3) Figure 6: From the distributions in panel E it seems there could be a difference in distribution of the α1:α2 ratios between CA1 and CA3 synapses. From the text on page 12 describing the results of these data, it was not clear what exactly was compared. It reads "However, our analysis revealed a lack of significant difference between the α1:α2 in AIS and somatic synapses in the CA1 (p = 0.347, Kruskal-Wallis test, followed by multiple comparisons of mean ranks) and CA3 (p = 0.053) regions (Figure 6E)". This suggests that soma and AIS were compared in the areas separately.

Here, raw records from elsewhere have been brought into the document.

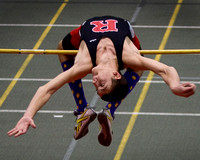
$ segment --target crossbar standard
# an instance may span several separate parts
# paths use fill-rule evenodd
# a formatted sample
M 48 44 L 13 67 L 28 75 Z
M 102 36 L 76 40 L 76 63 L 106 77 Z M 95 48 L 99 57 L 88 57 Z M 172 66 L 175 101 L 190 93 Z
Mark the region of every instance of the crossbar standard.
M 4 54 L 65 54 L 76 55 L 78 50 L 0 49 Z M 140 50 L 141 54 L 200 54 L 200 49 Z

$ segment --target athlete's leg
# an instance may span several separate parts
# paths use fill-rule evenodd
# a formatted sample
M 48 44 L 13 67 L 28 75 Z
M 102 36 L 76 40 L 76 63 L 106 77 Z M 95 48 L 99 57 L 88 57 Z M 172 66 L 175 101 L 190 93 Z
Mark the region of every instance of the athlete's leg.
M 133 90 L 133 88 L 139 81 L 141 75 L 142 75 L 142 72 L 136 73 L 136 72 L 132 71 L 131 69 L 127 69 L 127 71 L 124 73 L 124 77 L 126 78 L 126 80 L 128 82 L 128 87 L 129 87 L 129 91 L 128 91 L 127 95 Z M 117 102 L 109 102 L 106 105 L 106 108 L 110 109 L 110 113 L 113 118 L 114 118 L 115 110 L 119 107 L 121 102 L 122 102 L 122 100 L 117 101 Z
M 60 49 L 60 50 L 63 49 L 62 41 L 59 42 L 57 49 Z M 61 62 L 63 71 L 66 71 L 73 66 L 74 56 L 66 56 L 66 55 L 58 55 L 58 56 L 59 56 L 59 60 Z M 84 112 L 84 109 L 88 105 L 85 99 L 81 79 L 69 83 L 69 86 L 71 88 L 72 94 L 74 96 L 74 99 L 77 105 L 77 110 L 75 111 L 75 113 L 78 115 Z

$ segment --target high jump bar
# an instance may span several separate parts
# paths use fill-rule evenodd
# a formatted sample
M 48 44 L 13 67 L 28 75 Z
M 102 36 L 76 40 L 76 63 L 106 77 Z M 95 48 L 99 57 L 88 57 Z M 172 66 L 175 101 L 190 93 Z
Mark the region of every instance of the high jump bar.
M 65 54 L 76 55 L 78 50 L 0 49 L 4 54 Z M 140 50 L 141 54 L 200 54 L 200 49 Z

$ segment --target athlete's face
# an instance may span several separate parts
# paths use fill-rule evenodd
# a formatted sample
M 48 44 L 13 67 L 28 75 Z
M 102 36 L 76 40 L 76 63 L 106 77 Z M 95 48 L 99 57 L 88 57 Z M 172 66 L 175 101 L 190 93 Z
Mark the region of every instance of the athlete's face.
M 106 69 L 99 69 L 94 67 L 92 69 L 92 82 L 96 88 L 97 94 L 102 97 L 111 90 L 112 86 L 112 71 Z

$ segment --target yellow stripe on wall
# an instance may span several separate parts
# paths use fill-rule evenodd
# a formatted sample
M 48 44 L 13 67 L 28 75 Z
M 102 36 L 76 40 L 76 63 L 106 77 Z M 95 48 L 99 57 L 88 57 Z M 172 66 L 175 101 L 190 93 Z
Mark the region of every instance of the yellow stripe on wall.
M 61 4 L 61 6 L 59 7 L 59 9 L 57 10 L 56 14 L 51 19 L 51 21 L 50 21 L 49 24 L 54 24 L 56 22 L 56 20 L 60 16 L 61 12 L 63 11 L 63 9 L 65 8 L 65 6 L 67 5 L 67 2 L 68 2 L 68 0 L 64 0 L 64 2 Z M 40 45 L 44 41 L 45 37 L 47 36 L 47 34 L 51 30 L 51 28 L 52 28 L 52 26 L 47 26 L 46 27 L 46 29 L 44 30 L 44 32 L 40 36 L 39 40 L 37 41 L 37 43 L 35 44 L 35 46 L 33 47 L 33 49 L 38 49 L 40 47 Z M 18 70 L 18 72 L 16 73 L 14 79 L 18 79 L 18 78 L 21 77 L 22 73 L 24 72 L 24 70 L 26 69 L 26 67 L 28 66 L 29 62 L 32 60 L 33 57 L 34 57 L 33 54 L 28 55 L 28 57 L 25 59 L 24 63 L 22 64 L 22 66 L 20 67 L 20 69 Z M 6 98 L 8 97 L 8 95 L 10 94 L 10 92 L 12 91 L 12 89 L 14 88 L 14 86 L 15 86 L 16 83 L 17 83 L 16 80 L 12 80 L 10 82 L 8 88 L 5 90 L 5 92 L 1 96 L 1 98 L 0 98 L 0 108 L 2 107 L 3 103 L 5 102 Z

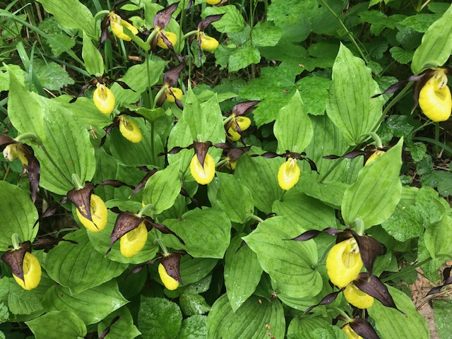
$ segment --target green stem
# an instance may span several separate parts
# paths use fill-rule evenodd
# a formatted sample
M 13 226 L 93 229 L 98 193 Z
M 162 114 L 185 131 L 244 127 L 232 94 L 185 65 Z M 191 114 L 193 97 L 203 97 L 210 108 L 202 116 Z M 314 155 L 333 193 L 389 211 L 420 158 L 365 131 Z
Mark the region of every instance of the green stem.
M 344 154 L 347 154 L 351 152 L 352 150 L 353 150 L 353 148 L 355 148 L 355 146 L 349 147 Z M 322 183 L 326 179 L 326 177 L 331 174 L 331 172 L 334 170 L 334 169 L 336 168 L 338 166 L 339 166 L 339 165 L 340 164 L 340 162 L 342 162 L 343 160 L 344 160 L 343 157 L 340 157 L 339 159 L 338 159 L 338 161 L 336 161 L 334 164 L 333 164 L 333 166 L 331 166 L 329 168 L 329 170 L 326 172 L 326 173 L 325 173 L 323 176 L 321 178 L 320 178 L 320 180 L 319 180 L 319 182 Z
M 388 277 L 385 278 L 384 279 L 381 279 L 381 282 L 386 282 L 387 281 L 390 281 L 392 280 L 393 279 L 395 279 L 396 278 L 398 277 L 401 277 L 405 275 L 408 272 L 411 272 L 412 270 L 415 270 L 416 268 L 417 268 L 420 266 L 422 266 L 422 265 L 428 263 L 429 261 L 431 261 L 432 260 L 432 258 L 427 258 L 425 260 L 423 260 L 422 261 L 421 261 L 420 263 L 417 263 L 416 265 L 412 265 L 410 266 L 408 266 L 405 268 L 404 268 L 402 270 L 400 270 L 400 272 L 398 272 L 396 273 L 394 273 L 393 275 L 389 275 Z
M 72 184 L 76 186 L 77 189 L 82 189 L 85 185 L 82 184 L 82 181 L 80 179 L 80 177 L 76 173 L 72 174 Z
M 366 56 L 364 56 L 364 53 L 362 52 L 362 51 L 361 50 L 361 49 L 359 48 L 359 46 L 358 46 L 358 44 L 357 43 L 356 40 L 355 40 L 355 38 L 353 37 L 353 35 L 352 34 L 352 32 L 348 30 L 347 29 L 347 28 L 345 27 L 345 25 L 344 25 L 344 23 L 342 22 L 342 20 L 340 20 L 340 18 L 339 18 L 339 16 L 338 16 L 338 15 L 335 13 L 334 11 L 333 11 L 333 9 L 328 6 L 328 4 L 326 4 L 326 2 L 325 1 L 325 0 L 321 0 L 322 3 L 323 4 L 323 5 L 328 8 L 328 10 L 331 12 L 331 14 L 333 14 L 336 19 L 338 19 L 339 20 L 339 23 L 340 23 L 340 25 L 342 26 L 342 28 L 344 29 L 344 30 L 345 30 L 345 32 L 347 32 L 347 35 L 349 36 L 349 37 L 350 38 L 350 40 L 352 40 L 352 42 L 353 42 L 353 44 L 355 44 L 355 47 L 357 48 L 357 49 L 358 50 L 358 52 L 359 52 L 359 54 L 361 54 L 361 57 L 362 58 L 362 59 L 364 61 L 364 62 L 366 64 L 367 64 L 369 61 L 367 61 L 367 59 L 366 59 Z
M 13 234 L 11 236 L 11 242 L 13 243 L 13 249 L 19 249 L 20 248 L 20 239 L 19 239 L 19 234 L 17 233 Z

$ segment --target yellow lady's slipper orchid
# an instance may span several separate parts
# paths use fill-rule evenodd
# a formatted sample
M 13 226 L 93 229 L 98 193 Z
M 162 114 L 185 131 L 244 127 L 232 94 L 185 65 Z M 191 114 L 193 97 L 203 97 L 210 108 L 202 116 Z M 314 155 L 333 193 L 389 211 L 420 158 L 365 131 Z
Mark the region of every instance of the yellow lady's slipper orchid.
M 23 280 L 13 274 L 14 280 L 24 290 L 28 291 L 36 288 L 41 281 L 41 265 L 37 258 L 30 252 L 25 252 L 22 264 Z
M 174 291 L 179 287 L 179 282 L 168 274 L 161 263 L 158 264 L 158 274 L 165 287 L 170 291 Z
M 299 167 L 297 159 L 290 157 L 280 167 L 278 171 L 278 183 L 282 189 L 287 191 L 298 182 L 299 179 Z
M 93 95 L 94 105 L 104 114 L 109 114 L 114 108 L 113 92 L 103 83 L 97 83 Z
M 169 93 L 169 91 L 167 91 L 166 95 L 167 95 L 167 101 L 168 102 L 176 102 L 176 99 L 179 100 L 182 99 L 182 95 L 184 95 L 184 93 L 182 93 L 182 90 L 181 90 L 180 88 L 177 88 L 177 87 L 171 87 L 170 88 L 170 89 L 171 90 L 174 95 L 172 95 Z M 175 97 L 175 99 L 174 99 L 174 97 Z
M 340 288 L 355 280 L 362 268 L 359 248 L 355 238 L 334 245 L 326 256 L 326 270 L 331 282 Z
M 78 217 L 78 220 L 82 225 L 88 230 L 94 232 L 100 232 L 105 228 L 107 225 L 108 216 L 107 206 L 105 206 L 105 203 L 100 196 L 91 194 L 90 207 L 91 208 L 91 219 L 93 219 L 93 221 L 90 221 L 83 217 L 78 211 L 78 208 L 76 210 L 77 217 Z M 82 208 L 81 207 L 81 208 Z
M 240 127 L 240 130 L 244 131 L 247 129 L 251 124 L 251 121 L 246 117 L 234 117 L 232 119 L 232 124 L 227 130 L 227 138 L 232 141 L 238 141 L 242 136 L 237 132 L 237 124 Z
M 358 309 L 368 309 L 374 304 L 374 297 L 362 292 L 353 282 L 347 285 L 344 295 L 350 304 Z
M 348 323 L 342 328 L 342 331 L 347 334 L 348 339 L 364 339 L 361 335 L 358 335 Z
M 127 119 L 125 115 L 119 117 L 119 131 L 122 136 L 131 143 L 138 143 L 143 139 L 140 128 L 132 120 Z
M 190 162 L 190 171 L 198 184 L 201 185 L 209 184 L 215 177 L 215 161 L 212 155 L 208 153 L 206 154 L 204 166 L 203 167 L 198 160 L 198 156 L 195 154 Z
M 122 39 L 124 41 L 131 41 L 132 40 L 129 35 L 124 33 L 124 28 L 125 27 L 129 30 L 130 30 L 133 35 L 136 35 L 138 32 L 138 30 L 137 30 L 132 24 L 126 21 L 125 20 L 122 20 L 119 16 L 117 14 L 110 12 L 109 13 L 109 19 L 110 19 L 110 27 L 112 28 L 112 32 L 119 39 Z
M 369 164 L 369 162 L 371 162 L 377 157 L 380 157 L 383 154 L 384 154 L 384 150 L 376 150 L 371 154 L 370 157 L 369 157 L 369 159 L 367 159 L 367 160 L 366 161 L 364 166 Z
M 144 222 L 121 237 L 119 249 L 126 258 L 131 258 L 143 249 L 148 240 L 148 229 Z
M 20 143 L 11 143 L 5 147 L 5 149 L 3 150 L 3 156 L 8 161 L 13 161 L 18 157 L 20 162 L 25 166 L 28 165 L 28 160 L 24 153 L 23 145 Z
M 176 45 L 176 43 L 177 42 L 177 35 L 176 35 L 176 34 L 173 33 L 172 32 L 167 32 L 163 30 L 162 30 L 160 32 L 165 34 L 165 36 L 167 37 L 167 38 L 170 40 L 170 42 L 171 42 L 173 47 Z M 160 32 L 159 32 L 157 37 L 157 45 L 161 48 L 167 49 L 168 46 L 167 46 L 167 44 L 165 44 L 165 42 L 163 41 Z
M 433 121 L 445 121 L 449 118 L 452 112 L 452 97 L 444 71 L 438 71 L 424 85 L 419 93 L 419 105 Z
M 199 39 L 201 39 L 201 48 L 203 49 L 213 51 L 218 47 L 218 40 L 215 37 L 209 37 L 204 32 L 199 32 Z

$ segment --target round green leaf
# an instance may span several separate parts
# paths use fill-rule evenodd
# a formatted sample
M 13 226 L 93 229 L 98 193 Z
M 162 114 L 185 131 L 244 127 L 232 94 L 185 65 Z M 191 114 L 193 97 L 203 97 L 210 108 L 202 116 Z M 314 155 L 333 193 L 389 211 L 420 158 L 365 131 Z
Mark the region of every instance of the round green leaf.
M 11 236 L 17 233 L 21 242 L 35 239 L 39 227 L 37 210 L 30 195 L 17 186 L 0 181 L 0 251 L 6 251 L 12 245 Z

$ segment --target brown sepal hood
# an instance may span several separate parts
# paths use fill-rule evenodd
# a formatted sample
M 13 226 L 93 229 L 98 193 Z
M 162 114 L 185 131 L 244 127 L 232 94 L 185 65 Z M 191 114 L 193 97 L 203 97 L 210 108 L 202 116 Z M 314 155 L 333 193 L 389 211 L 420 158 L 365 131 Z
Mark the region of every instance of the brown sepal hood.
M 347 323 L 356 334 L 364 339 L 380 339 L 370 323 L 361 318 L 354 318 Z M 344 326 L 347 325 L 345 323 Z
M 93 194 L 94 187 L 94 184 L 85 182 L 83 188 L 71 189 L 66 196 L 68 199 L 76 206 L 80 214 L 91 222 L 93 222 L 93 218 L 91 217 L 91 194 Z
M 162 256 L 160 259 L 160 263 L 165 267 L 167 273 L 174 280 L 175 280 L 179 284 L 182 283 L 182 278 L 181 278 L 181 272 L 179 269 L 181 262 L 181 254 L 180 252 L 170 253 L 167 256 Z
M 149 216 L 145 215 L 142 217 L 138 216 L 136 213 L 131 212 L 122 212 L 117 208 L 111 208 L 111 210 L 114 213 L 119 213 L 116 222 L 114 223 L 114 227 L 112 235 L 110 235 L 110 248 L 107 251 L 106 254 L 108 254 L 112 250 L 112 247 L 114 243 L 130 231 L 135 230 L 143 222 L 145 222 L 148 230 L 150 230 L 151 228 L 155 228 L 160 231 L 162 233 L 166 234 L 172 234 L 176 237 L 183 244 L 185 244 L 184 240 L 182 240 L 179 236 L 177 236 L 174 232 L 167 227 L 165 225 L 160 223 L 156 223 Z
M 369 275 L 372 274 L 374 268 L 374 263 L 378 256 L 383 255 L 386 253 L 386 246 L 380 243 L 378 240 L 368 235 L 359 235 L 356 232 L 350 228 L 343 231 L 337 230 L 334 227 L 327 227 L 321 231 L 311 230 L 302 233 L 298 237 L 288 240 L 295 240 L 296 242 L 306 242 L 317 237 L 321 233 L 326 233 L 330 235 L 336 237 L 336 244 L 347 240 L 351 237 L 355 238 L 359 248 L 359 255 L 364 266 L 369 272 Z
M 31 253 L 31 242 L 20 244 L 18 249 L 10 249 L 1 256 L 1 261 L 6 263 L 14 275 L 23 280 L 23 258 L 26 252 Z
M 28 164 L 26 166 L 24 165 L 23 173 L 28 173 L 31 200 L 35 203 L 37 198 L 37 189 L 40 185 L 40 175 L 41 173 L 40 162 L 35 156 L 35 151 L 30 146 L 25 143 L 19 143 L 8 136 L 4 134 L 0 135 L 0 152 L 3 152 L 6 146 L 13 143 L 19 145 L 20 150 L 23 153 L 23 155 L 28 161 Z

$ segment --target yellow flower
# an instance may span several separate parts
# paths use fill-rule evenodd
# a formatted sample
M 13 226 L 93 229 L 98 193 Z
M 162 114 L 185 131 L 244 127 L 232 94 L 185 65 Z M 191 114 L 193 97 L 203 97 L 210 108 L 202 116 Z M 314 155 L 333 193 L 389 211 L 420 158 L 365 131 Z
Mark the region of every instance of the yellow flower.
M 94 105 L 104 114 L 109 114 L 114 108 L 113 92 L 103 83 L 97 83 L 93 95 Z
M 161 263 L 158 264 L 158 274 L 165 287 L 170 291 L 173 291 L 179 287 L 179 282 L 168 274 Z
M 22 264 L 23 280 L 13 274 L 14 280 L 24 290 L 36 288 L 41 281 L 41 265 L 37 258 L 30 252 L 25 252 Z
M 176 45 L 176 42 L 177 42 L 177 35 L 176 35 L 172 32 L 166 32 L 165 30 L 162 30 L 159 32 L 157 37 L 157 45 L 161 48 L 165 49 L 168 49 L 168 46 L 165 43 L 163 39 L 162 38 L 161 34 L 165 34 L 165 36 L 170 40 L 170 42 L 172 44 L 173 47 Z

Were the α1:α2 ratio distributions statistically different between CA1 and CA3 synapses (similar to the analysis done for Figures 5G and 4G)?

We regret that description of our results was not clear. The α1:α2 density ratios in AIS and somatic synapses in both CA1 and CA3 regions were compared using the non-parametric Kruskall-Wallis test (p < 0.001), followed by multiple comparisons of mean ranks post-hoc test of the four compartments. The α1:α2 ratio was significantly lower in CA3 AIS compared to CA1 somatic synapses (p = 0.026), and in CA3 somatic synapses compared to CA1 AIS (p = 0.001) and CA1 somatic synapses (p < 0.001). But no significant difference was found in the α1:α2 ratios in AIS vs. somatic synapses in both CA1 (p = 0.347) and CA3 regions (p = 0.053).

In this paragraph we aimed at providing a comparison of somatic vs. AIS synapses, therefore we refrained from the detailed description of the statistical results obtained after multiple comparisons between compartments of different hippocampal areas. This would not add additional information to the main argument of the paragraph showing the lack of significant difference in α1:α2 ratios between AIS and somatic synapses (i.e. similar α1:α2 variability).

4) Figure 11: there is a strong difference in the pattern of α1 and α2 subunits expression in panel C and D. The conclusion from these light microscopy data could be that the EM data may not resemble the light microscopy data, in particular for the α1 and α2 subunits. The lack of quantification of these data does not facilitate interpretation. Perhaps if similar immunostaining at the light microscopy level for CA1 were shown as well, they would be more convincing and show a similar distribution for α1 and α2 subunits.

The reviewers are correct in pointing out that the results of the LM immunofluorescent reactions are difficult to compare to the quantitative data obtained with replica labeling. However, we believe that our LM data is qualitatively consistent with the EM quantification. For example, AIS synapses are all immunopositive for the α1 subunit, although the intensity of the clusters are substantially weaker compared to those labeled for the α2, β1, β3 or γ2 subunits. This is also true for most somatic synapses. There are many reasons why we refrain from performing quantification of the LM reactions. One of the main reasons is the variability in the results depending on the fine details of the tissue preparation (e.g. antigen retrieval, the used fixative).

5) How confident are the authors that all immunogold-labeled GABA_ARs subunits are part of functional receptors? This should be discussed.

This is a fundamental question that generally applies to all immunolocalization experiments. The possibility can never be excluded that some of the proteins are in an ‘inactive’ state and they contribute to the immunosignal without adding to the function. There are studies (Nusser, Neuron, 1997; Tanaka, J Neurosci, 2005; Lorincz, Science, 2010), however, showing correlations between the number of channels/receptors as determined with EM immunogold methods and with functional approaches. Such correlations would only occur if either all receptors/channels were active or a fix proportion of them were inactive. In either case, the results of the immunolocalization experiments showing relative differences in receptor densities between distinct synapses would hold predictive power to function.

6) The abstract does not reflect all major findings. It mentions the results on the CA1 synapses, but no mention of the CA3 data and comparisons between the areas.

Based on the suggestion of the reviewers, we rephrased the abstract and included the results obtained from the CA3 region.